Recently, I ran into a nasty production issue with the Azure Tables managed connector in Logic Apps that’s easy to miss and hard to diagnose. Once an Azure Storage Table grows beyond a certain size (in my case around 1.2 GB, i.e., over a million entities), queries that do NOT include a PartitionKey start returning an empty array — without any error — even though the same query returns results in Storage Explorer. Worse, after this threshold is reached in one table, other tables in the same storage account (even with only a handful of rows) also fail to return results for non‑key queries through the connector.
As it’s common to use Table Storage as temporary storage during Logic App processing or as permanent storage for logging progress or status, this issue can (and did for me) break production.
This post documents the symptoms, what I think is going on, and practical workarounds until this is addressed.
What breaks exactly
- Using the Azure Tables connector actions (e.g., “List entities” / “Get entities” in Logic Apps) with a filter like
RowKey eq 'abc'orCustomField eq 'xyz'returns[]and statusSucceededin the run history. No error, no continuation token, just an empty array. - The exact same filter in Azure Storage Explorer returns the expected rows.
- If you include a PartitionKey in the filter, results come back as expected in Logic Apps. Example:
PartitionKey eq 'orders' AND RowKey eq 'abc'works. - After the large table crosses a size threshold, other small tables in the same storage account also start exhibiting the same behavior (non‑key queries return empty results) via the connector.
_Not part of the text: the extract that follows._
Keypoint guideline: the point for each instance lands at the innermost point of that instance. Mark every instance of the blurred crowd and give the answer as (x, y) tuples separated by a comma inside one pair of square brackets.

Hypothesis: REST path vs SDK path
The managed connector issues REST/OData calls to Table Storage and must handle continuation tokens (NextPartitionKey/NextRowKey) and cross‑partition scans when the filter doesn’t include PartitionKey. Storage Explorer and the official SDKs typically iterate continuation tokens for you and apply server‑side and client‑side filtering correctly. My working theory is that once the table is very large, the connector’s REST query path for non‑key filters either:
- Short‑circuits across partitions and returns no page(s) when the first segment doesn’t match; or
- Fails to follow continuation tokens under certain server responses; or
- Applies the filter only to the first segment/partition and stops.
None of this throws an error; the action still returns 200 and an empty array, which makes it look like “no data.”
Why this hurts
- Silent failure: the action succeeds with empty output. Unless you cross‑check with Explorer/SDK, you won’t notice data is missing.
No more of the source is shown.